On 3 Oct 2008, at 14:01, Tim Moore wrote:
> Working with OSG does require basic knowledge of computer graphics,  
> OpenGL and
> C++, but otherwise it is not mysterious. So if anyone wants to pitch  
> in, please do.

I'm torn on this front - OpenGL is something I've done lots with, and  
I've used OSG before, but equally I was hoping not to get sucked into  
it for FG, since there's other areas that I really want to concentrate  
on. Equally, it does seem as if a push to get the OSG version in a  
releasable state would be a Very Good Thing(TM).

> Stuart has run into a bug in OSG with respect to Imposters, which  
> manage the
> cached rendering of the individual cloud sprites. It's unclear if  
> this ever
> worked well in OSG. Unfortunately I haven't had the chance to really  
> look at the
> problem.

Yeah, his comments about crashes in a (modified) osgimpostor example  
make me very nervous. I am going to look at the code anyway, and test  
the osgimpostor issue locally (on Mac) to see if it behaves any  
differently from GLX.

> I think this code is "original." At one point Mark Harris' clouds  
> were in the
> tree, but they proved to be to expensive for the machines of the  
> day, AIUI; the
> current code is a simplification of that.

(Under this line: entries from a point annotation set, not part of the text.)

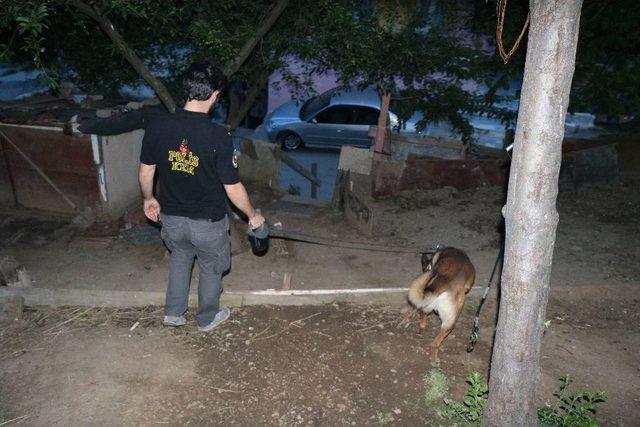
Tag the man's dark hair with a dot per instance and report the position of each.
(202, 79)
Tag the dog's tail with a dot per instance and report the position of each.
(420, 284)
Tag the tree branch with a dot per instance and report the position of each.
(128, 53)
(246, 105)
(272, 16)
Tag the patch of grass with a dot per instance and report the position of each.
(384, 418)
(571, 410)
(294, 190)
(436, 386)
(575, 410)
(471, 409)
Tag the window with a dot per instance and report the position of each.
(340, 114)
(315, 104)
(366, 116)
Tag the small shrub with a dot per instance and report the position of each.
(471, 409)
(436, 385)
(384, 418)
(294, 190)
(574, 410)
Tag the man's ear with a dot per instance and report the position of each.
(214, 96)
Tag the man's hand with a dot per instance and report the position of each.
(257, 220)
(151, 209)
(239, 197)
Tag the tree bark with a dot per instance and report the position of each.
(128, 53)
(381, 131)
(265, 25)
(530, 213)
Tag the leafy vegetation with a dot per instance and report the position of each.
(436, 386)
(576, 409)
(570, 410)
(384, 418)
(471, 409)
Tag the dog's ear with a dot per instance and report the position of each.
(425, 261)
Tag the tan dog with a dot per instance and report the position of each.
(441, 288)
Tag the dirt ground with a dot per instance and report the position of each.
(328, 365)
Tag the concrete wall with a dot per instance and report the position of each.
(65, 159)
(121, 159)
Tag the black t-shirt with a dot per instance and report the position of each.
(194, 158)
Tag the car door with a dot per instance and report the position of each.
(363, 118)
(329, 128)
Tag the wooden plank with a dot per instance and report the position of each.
(286, 282)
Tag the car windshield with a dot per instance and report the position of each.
(315, 104)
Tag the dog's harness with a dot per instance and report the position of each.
(473, 338)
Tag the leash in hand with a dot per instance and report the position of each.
(473, 338)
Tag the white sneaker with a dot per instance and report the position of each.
(220, 317)
(174, 321)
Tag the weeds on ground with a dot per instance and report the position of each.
(384, 418)
(294, 190)
(575, 410)
(571, 410)
(436, 386)
(471, 409)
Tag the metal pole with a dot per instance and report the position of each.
(314, 186)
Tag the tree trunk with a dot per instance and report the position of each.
(272, 16)
(530, 213)
(128, 53)
(381, 131)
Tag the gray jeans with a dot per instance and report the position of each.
(208, 240)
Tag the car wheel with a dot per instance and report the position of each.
(290, 141)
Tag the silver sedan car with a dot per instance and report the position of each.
(331, 119)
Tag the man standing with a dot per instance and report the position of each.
(196, 166)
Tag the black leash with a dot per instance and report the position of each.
(476, 321)
(339, 243)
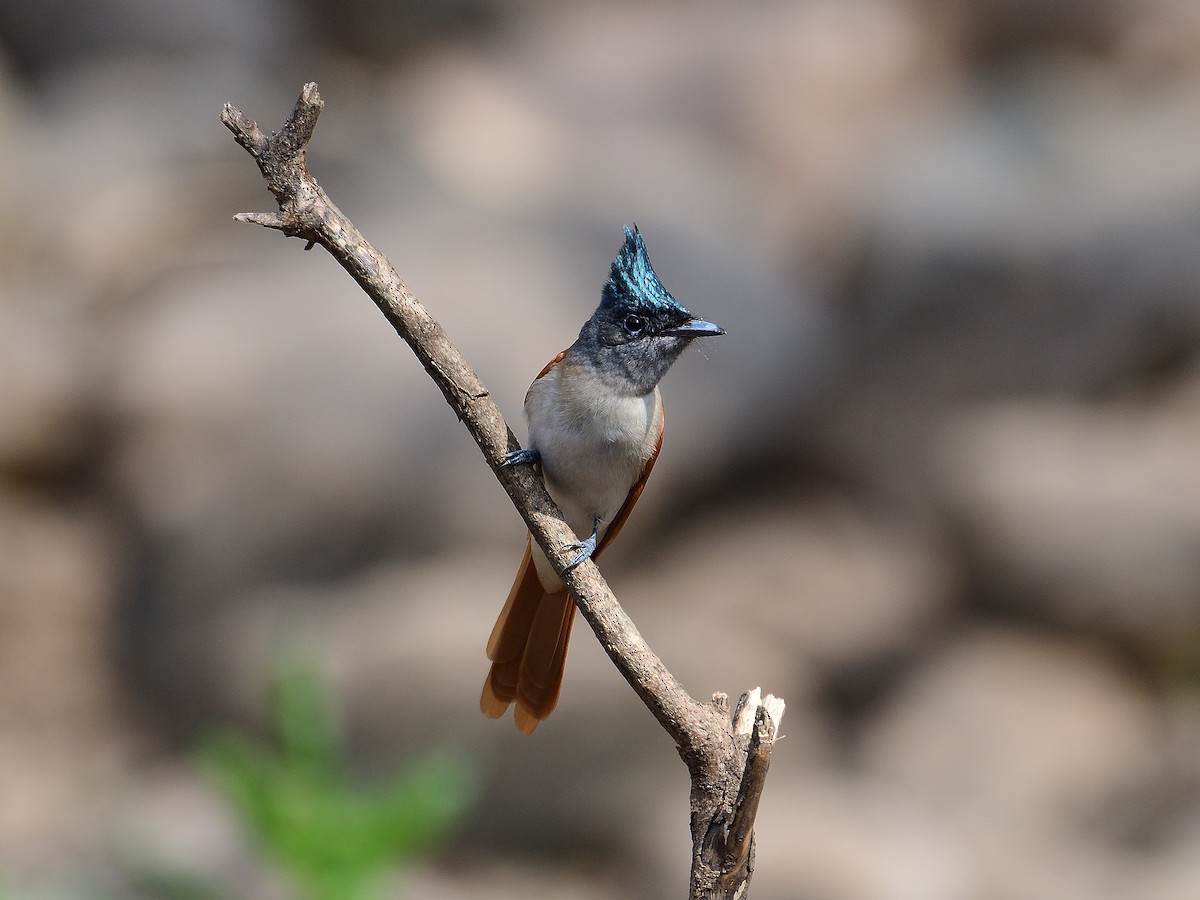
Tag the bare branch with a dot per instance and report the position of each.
(726, 773)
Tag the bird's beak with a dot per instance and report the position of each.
(695, 328)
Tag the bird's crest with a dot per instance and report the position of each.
(633, 277)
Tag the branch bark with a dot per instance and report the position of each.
(727, 765)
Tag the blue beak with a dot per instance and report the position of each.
(695, 328)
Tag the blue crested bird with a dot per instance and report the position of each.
(595, 429)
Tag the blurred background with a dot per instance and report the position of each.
(939, 487)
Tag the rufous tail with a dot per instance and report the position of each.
(528, 649)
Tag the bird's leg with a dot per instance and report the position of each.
(586, 547)
(520, 457)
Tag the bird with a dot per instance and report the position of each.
(595, 429)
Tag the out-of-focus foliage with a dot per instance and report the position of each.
(295, 795)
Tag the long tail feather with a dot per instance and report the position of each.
(528, 649)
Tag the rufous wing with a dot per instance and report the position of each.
(529, 640)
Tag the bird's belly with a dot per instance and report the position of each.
(592, 455)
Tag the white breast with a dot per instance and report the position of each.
(594, 445)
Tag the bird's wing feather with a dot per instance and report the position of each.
(545, 371)
(618, 521)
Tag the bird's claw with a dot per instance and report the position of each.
(520, 457)
(586, 547)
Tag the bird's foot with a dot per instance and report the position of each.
(586, 549)
(520, 457)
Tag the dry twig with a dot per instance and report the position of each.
(727, 766)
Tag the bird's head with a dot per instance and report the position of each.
(639, 329)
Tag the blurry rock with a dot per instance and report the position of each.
(849, 76)
(1024, 744)
(1037, 240)
(819, 582)
(63, 725)
(823, 834)
(1005, 29)
(1090, 515)
(45, 36)
(47, 385)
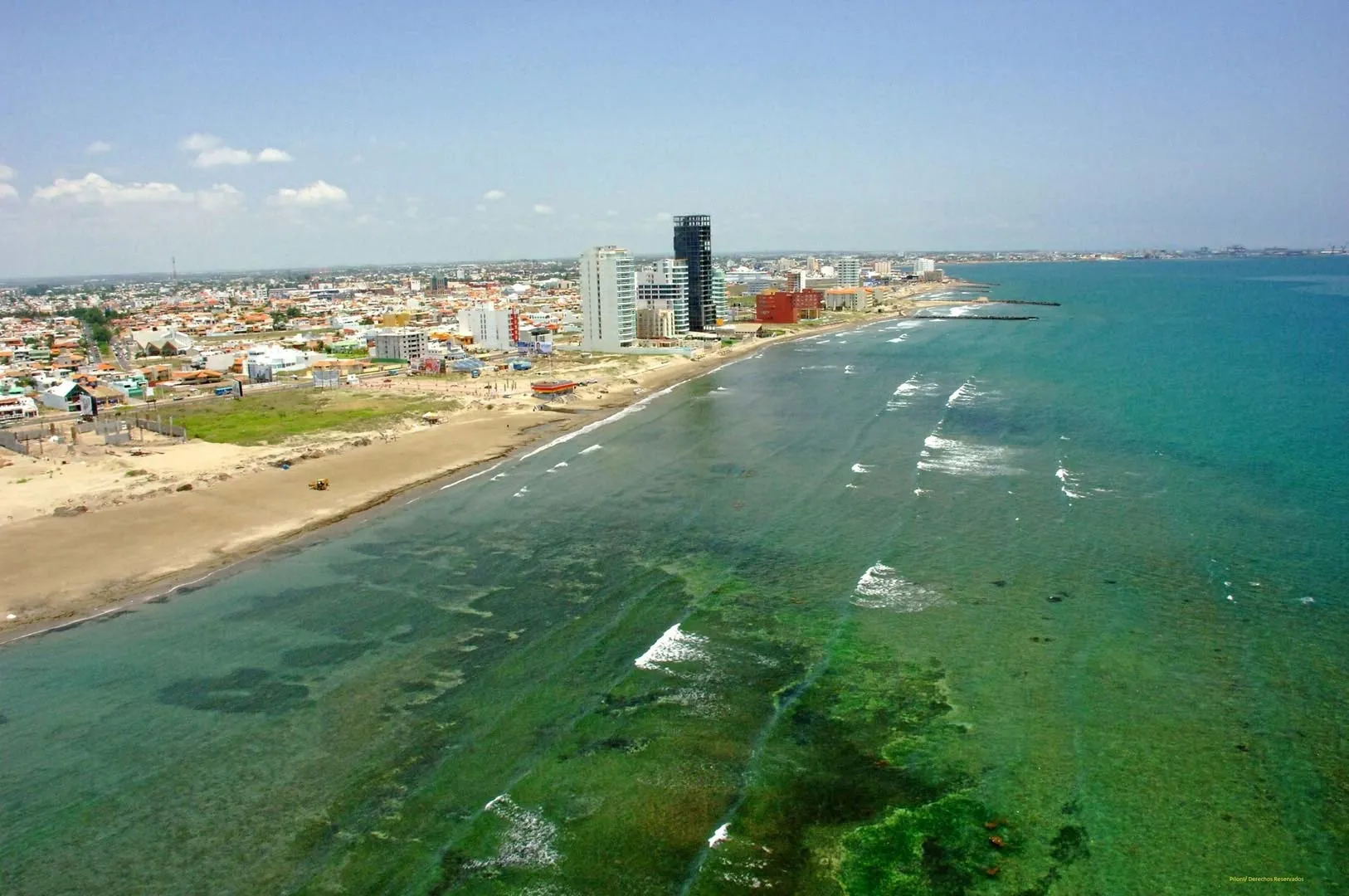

Okay, that's not my recollection of the early history of this code,  
but it was a long time ago. I've actually grabbed Mark Harris' code as  
well, just out of curiosity, because my suspicion is that it might be  
very amenable to a pixel shader implementation, and that the OSG  
community would be interested in a stand-alone cloudKit. The machines  
listed in his paper and docs are extremely moderate by today's  
standards - eg he mentions a P3/geforce2 configuration as being able  
to run the demo acceptably. Of course that's just the clouds alone I  
suspect :)

> The problem is that our vast scene overwhelms most shadowing  
> techniques. When I
> turned my attention to this subject I decided not to use the "shadow  
> volumes"
> technique used in plib. This is CPU-expensive and has a lot of  
> special cases
> that don't work well. The alternative is shadow maps, and there are  
> several
> implementations in OSG. The only ones that have a chance of working  
> well are
> Parallel Split Shadow Maps (PSSM) and a new addition, View Dependent  
> Shadow
> Maps. The former has always been complicated and buggy. OSG users  
> are excited
> about the latter, which warps the shadow map based on the extents of  
> the scene,
> and I have been working on getting it going with fg. Unfortunately,  
> very few
> (perhaps no) people use these techniques with geocentric databases.  
> I'm
> currently working through a large bug that I believe is related to  
> that.

Okay, just knowing that you're actively working on it is valuable. It  
does feel like a multi-level approach is going to be necessary  
regardless, with coarse maps for terrain-self-shadowing, and then a  
higher-resolution (but limited scale) pass for buildings and vehicles.  
However, my knowledge of shadowing techniques is out of date (and  
probably wrong to start with) so I'll stop there.